La Cour de justice de l’Union européenne a rendu, le 14 juillet 2022, une décision fondamentale concernant le respect des normes d’émissions polluantes des véhicules. Des litiges opposaient des acquéreurs de voitures à un constructeur automobile au sujet de logiciels modifiant le recyclage des gaz d’échappement selon la température extérieure. Les acheteurs demandaient la résolution des contrats de vente en invoquant le caractère illicite de ces dispositifs qui ne fonctionnaient que dans certaines conditions.

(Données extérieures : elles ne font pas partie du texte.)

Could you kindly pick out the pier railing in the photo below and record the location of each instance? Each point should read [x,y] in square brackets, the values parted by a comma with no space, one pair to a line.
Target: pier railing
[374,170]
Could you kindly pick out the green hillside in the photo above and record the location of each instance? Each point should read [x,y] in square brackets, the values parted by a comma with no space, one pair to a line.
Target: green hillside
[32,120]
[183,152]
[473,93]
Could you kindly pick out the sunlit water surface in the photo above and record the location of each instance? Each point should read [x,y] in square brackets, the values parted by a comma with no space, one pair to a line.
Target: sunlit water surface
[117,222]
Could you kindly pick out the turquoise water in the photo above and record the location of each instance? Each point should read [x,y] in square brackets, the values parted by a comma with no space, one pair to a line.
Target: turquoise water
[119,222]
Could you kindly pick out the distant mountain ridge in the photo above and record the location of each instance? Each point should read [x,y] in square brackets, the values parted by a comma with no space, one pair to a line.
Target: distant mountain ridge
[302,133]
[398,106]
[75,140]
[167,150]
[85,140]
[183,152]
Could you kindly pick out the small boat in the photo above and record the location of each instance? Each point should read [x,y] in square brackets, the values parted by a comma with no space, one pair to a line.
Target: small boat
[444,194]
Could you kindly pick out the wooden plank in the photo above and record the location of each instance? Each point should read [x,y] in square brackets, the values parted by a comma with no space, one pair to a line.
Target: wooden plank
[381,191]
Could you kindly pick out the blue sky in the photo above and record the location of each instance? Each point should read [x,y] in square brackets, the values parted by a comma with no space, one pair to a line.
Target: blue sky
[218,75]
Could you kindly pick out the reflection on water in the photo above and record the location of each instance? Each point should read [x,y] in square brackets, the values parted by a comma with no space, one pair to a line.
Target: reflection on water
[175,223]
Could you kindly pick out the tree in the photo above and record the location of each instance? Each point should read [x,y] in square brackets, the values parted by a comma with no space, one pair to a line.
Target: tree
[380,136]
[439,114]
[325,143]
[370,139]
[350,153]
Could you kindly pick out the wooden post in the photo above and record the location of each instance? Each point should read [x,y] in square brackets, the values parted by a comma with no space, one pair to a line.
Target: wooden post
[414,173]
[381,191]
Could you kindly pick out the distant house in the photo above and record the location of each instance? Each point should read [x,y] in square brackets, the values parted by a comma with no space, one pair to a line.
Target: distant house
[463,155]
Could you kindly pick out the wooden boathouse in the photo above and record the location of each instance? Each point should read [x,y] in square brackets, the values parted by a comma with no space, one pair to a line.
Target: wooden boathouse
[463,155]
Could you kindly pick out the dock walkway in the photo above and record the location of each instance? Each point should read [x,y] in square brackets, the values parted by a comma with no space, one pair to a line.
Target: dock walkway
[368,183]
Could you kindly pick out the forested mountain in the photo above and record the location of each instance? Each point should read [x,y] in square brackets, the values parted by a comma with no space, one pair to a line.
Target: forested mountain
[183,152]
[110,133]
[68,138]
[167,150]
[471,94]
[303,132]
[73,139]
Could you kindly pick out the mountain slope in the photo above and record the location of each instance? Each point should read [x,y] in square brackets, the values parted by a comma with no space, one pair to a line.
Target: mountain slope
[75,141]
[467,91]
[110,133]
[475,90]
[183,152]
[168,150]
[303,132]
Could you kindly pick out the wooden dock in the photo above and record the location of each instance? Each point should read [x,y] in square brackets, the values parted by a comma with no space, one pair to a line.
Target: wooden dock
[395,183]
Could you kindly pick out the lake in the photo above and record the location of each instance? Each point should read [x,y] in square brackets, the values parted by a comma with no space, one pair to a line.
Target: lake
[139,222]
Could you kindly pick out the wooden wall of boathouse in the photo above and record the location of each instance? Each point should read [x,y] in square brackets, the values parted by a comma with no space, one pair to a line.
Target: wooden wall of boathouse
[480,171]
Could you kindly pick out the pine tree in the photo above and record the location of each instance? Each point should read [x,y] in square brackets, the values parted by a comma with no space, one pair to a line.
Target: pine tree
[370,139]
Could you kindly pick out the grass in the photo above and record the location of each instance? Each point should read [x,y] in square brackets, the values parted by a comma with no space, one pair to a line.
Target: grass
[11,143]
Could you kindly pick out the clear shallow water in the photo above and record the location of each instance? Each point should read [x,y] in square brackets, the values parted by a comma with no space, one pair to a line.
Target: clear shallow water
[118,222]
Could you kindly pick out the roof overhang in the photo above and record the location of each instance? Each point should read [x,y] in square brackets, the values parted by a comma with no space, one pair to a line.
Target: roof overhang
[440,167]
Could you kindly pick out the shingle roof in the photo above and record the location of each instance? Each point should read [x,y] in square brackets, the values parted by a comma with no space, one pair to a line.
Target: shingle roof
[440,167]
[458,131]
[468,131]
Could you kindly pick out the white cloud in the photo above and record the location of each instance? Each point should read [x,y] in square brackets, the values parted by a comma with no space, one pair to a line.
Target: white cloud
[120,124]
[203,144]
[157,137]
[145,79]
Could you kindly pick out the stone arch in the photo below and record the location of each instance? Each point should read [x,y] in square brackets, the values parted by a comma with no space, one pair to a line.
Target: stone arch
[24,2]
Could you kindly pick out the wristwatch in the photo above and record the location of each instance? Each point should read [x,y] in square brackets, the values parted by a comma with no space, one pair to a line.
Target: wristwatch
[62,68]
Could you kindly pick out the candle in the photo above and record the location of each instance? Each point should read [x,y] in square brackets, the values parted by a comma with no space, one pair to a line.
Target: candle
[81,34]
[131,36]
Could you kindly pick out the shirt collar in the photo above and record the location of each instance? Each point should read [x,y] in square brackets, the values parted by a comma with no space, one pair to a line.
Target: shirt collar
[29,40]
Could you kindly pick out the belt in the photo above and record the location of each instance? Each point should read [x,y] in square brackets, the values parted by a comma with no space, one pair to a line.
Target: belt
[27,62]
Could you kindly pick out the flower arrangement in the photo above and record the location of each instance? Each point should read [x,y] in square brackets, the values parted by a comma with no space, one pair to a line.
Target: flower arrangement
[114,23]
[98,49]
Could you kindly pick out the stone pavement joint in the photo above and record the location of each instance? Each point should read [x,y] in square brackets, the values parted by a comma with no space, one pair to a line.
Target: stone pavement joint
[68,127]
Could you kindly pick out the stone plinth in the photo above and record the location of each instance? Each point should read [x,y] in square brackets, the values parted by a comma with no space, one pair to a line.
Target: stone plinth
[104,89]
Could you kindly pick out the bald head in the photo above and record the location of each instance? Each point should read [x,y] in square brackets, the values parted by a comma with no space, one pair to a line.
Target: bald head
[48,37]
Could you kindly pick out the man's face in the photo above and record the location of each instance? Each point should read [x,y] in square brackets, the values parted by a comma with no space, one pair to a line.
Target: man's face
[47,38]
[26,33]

Le Tribunal régional de Klagenfurt et le Tribunal régional d’Eisenstadt ont interrogé la juridiction européenne sur la légalité de ces systèmes au regard du droit communautaire. La Cour devait déterminer si un logiciel restreignant le contrôle des émissions à une fenêtre thermique précise constituait un « dispositif d’invalidation » prohibé par le règlement européen. Elle devait également préciser si la protection de composants mécaniques contre l’encrassement permettait de justifier légalement l’usage d’une telle technologie de réduction de l’épuration. Les juges affirment que ces dispositifs sont illégaux et que leur usage ne saurait être justifié par le simple entretien courant du moteur du véhicule.

I. La qualification objective d’un dispositif d’invalidation interdit A. L’identification d’une fenêtre de fonctionnement restrictive La Cour de justice de l’Union européenne précise qu’un logiciel limitant le respect des normes d’émissions à une plage thermique étroite constitue un dispositif d’invalidation. Elle juge qu’un mécanisme agissant seulement quand la température se situe « entre 15 et 33 degrés Celsius » contrevient aux objectifs de protection de l’environnement. Cette interprétation repose sur l’article 3 du règlement n° 715/2007 qui définit strictement les éléments influençant l’efficacité des systèmes de contrôle des émissions polluantes. Les juges européens refusent ainsi de valider des stratégies logicielles qui neutralisent les dispositifs anti-pollution durant une partie importante des périodes de conduite réelle.

B. La prise en compte des conditions géographiques de circulation Le dispositif commenté inclut également une restriction liée à l’altitude qui renforce son caractère illicite aux yeux de la juridiction de l’Union européenne. Un système qui ne garantit le respect des limites d’émission que lorsque « l’altitude de circulation est inférieure à 1000 mètres » est jugé non conforme. Cette condition géographique supplémentaire réduit encore la plage d’efficacité du traitement des gaz d’échappement et fragilise la protection de la santé publique. La Cour considère que de telles limitations techniques empêchent d’atteindre les niveaux de réduction des oxydes d’azote requis pour l’homologation des nouveaux véhicules. L’interdiction de ces dispositifs assure que les voitures particulières respectent les normes environnementales dans la quasi-totalité des situations de conduite habituelles.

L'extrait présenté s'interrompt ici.